This is the mail archive of the
mailing list for the GCC project.
Re: [BENCHMARK]-mfpmath=sse should disable x387 intrinsics
- From: Roger Sayle <roger at eyesopen dot com>
- To: Richard Guenther <richard dot guenther at gmail dot com>
- Cc: Uros Bizjak <uros at kss-loka dot si>, <gcc-patches at gcc dot gnu dot org>
- Date: Thu, 25 Nov 2004 08:57:08 -0700 (MST)
- Subject: Re: [BENCHMARK]-mfpmath=sse should disable x387 intrinsics
On Thu, 25 Nov 2004, Richard Guenther wrote:
> On Thu, 25 Nov 2004 10:18:27 +0100, Uros Bizjak <firstname.lastname@example.org> wrote:
> > -mfpmath=sse is the worst choice in case of pentium4. The result is
> > lower by 18%, comparing to the default. That is, -mfpmath=sse,387 is
> > faster by 28%, comparing to -mfpmath=sse on pentium4.
> For me, specifying -mfpmath=sse,387 is 4% slower than -mfpmath=sse.
> I would prefer the -mfpmath=sse behavior _not_ to be changed for ia32.
Could you present the performance results for your testcase with
"-mfpmath=387", "-mfpmath=sse" and "-mfpmath=sse,387"? It's relatively
rare for "-mfpmath=sse" to be a win on a Pentium4 benchmark, and to quote
Robert Scott Ladd from his Coyote Gulch benchmarking:
>> Much to my surprise, I have yet to find any consistent evidence that
>> options like -mfpmath=sse improve program performance. Thus Acovea
>> bears out my personal experience, though it does not explain why so
>> many people continue to suggest that I should use -mfpmath=sse to
>> generate floating-point code. If someone could suggest a good
>> "-mfpmath=sse", I'd appreciate seeing it.

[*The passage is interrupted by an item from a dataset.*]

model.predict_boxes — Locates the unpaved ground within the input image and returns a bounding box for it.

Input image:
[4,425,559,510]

If your result is reproducible, there may be a latent bug in GCC that
is unable to handle the competition for resources between the SSE unit
and the FP unit. Probably not a surprise as Pentium4 doesn't even use
the DFA's scheduler. If you can reduce a small test case, I'll try
and fix it and thereby resolve your issue.
Additionally, Uros asked if you used "-D__NO_MATH_INLINES" to which
you replied "Yes, I did". To which I'd recommend that you now stop
using it if you now want x87 intrinsics but insist on turning them
off with "-mfpmath=sse".
Finally, you may find that if you want to use "-mfpmath=sse" effectively,
it may help to build a libm multi-lib (either sse-specific or soft-float)

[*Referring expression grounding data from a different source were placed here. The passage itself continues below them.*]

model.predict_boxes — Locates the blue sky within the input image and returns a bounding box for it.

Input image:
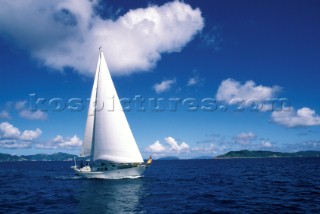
[0,0,320,158]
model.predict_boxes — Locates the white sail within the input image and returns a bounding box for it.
[92,51,144,163]
[80,55,100,157]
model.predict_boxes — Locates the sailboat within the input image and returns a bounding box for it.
[73,48,147,179]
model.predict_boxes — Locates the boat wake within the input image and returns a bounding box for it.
[55,175,83,180]
[84,175,144,180]
[116,175,144,179]
[56,174,144,180]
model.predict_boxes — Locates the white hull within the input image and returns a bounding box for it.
[74,165,146,179]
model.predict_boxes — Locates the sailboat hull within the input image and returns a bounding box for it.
[74,165,146,179]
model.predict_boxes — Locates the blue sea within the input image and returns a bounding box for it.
[0,158,320,213]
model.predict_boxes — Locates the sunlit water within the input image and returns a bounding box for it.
[1,158,319,213]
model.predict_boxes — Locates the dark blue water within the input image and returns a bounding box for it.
[0,158,319,213]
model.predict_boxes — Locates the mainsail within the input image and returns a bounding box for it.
[81,50,143,164]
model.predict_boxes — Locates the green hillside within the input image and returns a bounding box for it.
[216,150,320,159]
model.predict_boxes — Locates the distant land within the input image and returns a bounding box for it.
[216,150,320,159]
[157,156,180,160]
[156,156,212,160]
[1,150,320,162]
[0,152,78,162]
[191,156,213,160]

that maximizes performance. Again, most Linux distributions don't bother
with such a specialization as -fpmath=sse is so rarely a win.
I don't think its unreasonable for you to ask for this patch to be
reverted. An even better compromise is to only use this logic on
TARGET_64BIT where its a clear advantage by default. There's also
the complication that the *BSD support in the i386.c backend makes
it difficult to enable and disable 387 intrinsics independently.
Apparently, their kernel x87 emulator doesn't handle "fancy math",
so i386.c plays games with "-mfancy-math-387", such that
"-mno-fancy-math-387" no longer works on Pentium4, and the only way
to disable x87 intrinsics on the command-line it to use the corrected
However, my guess is that you're in a small minority where taking
advantage in a bug in the intention/implementation of the "-fpmath=sse"
flag results in marginally better code. Hopefully, once a few more
opinions have been voiced we'll reach a consensus. At the moment
Uros is clearly for the patch, and you're clearly against it.
In my defense not only did I e-mail a request for further benchmarking
when I posted the patch, including e-mailing Robert Scott Ladd directly,
but I also waited 48 hours after its approval before committing it, to
ensure that all the repsonses were taken under consideration. In your
defense, you did ask about support for SSE intrinsics (and in a later
e-mail for sqrt and pow specifically). The good news is that SSE sqrt
is already supported as an SSE inline intrinsic. GCC is a volunteer
project and if someone contributes a suitable SSE pow (or other)
intrinsic pattern, I'm sure the x86 backend maintainers would be happy
to accept it.
I hope the above comments are not unreasonable?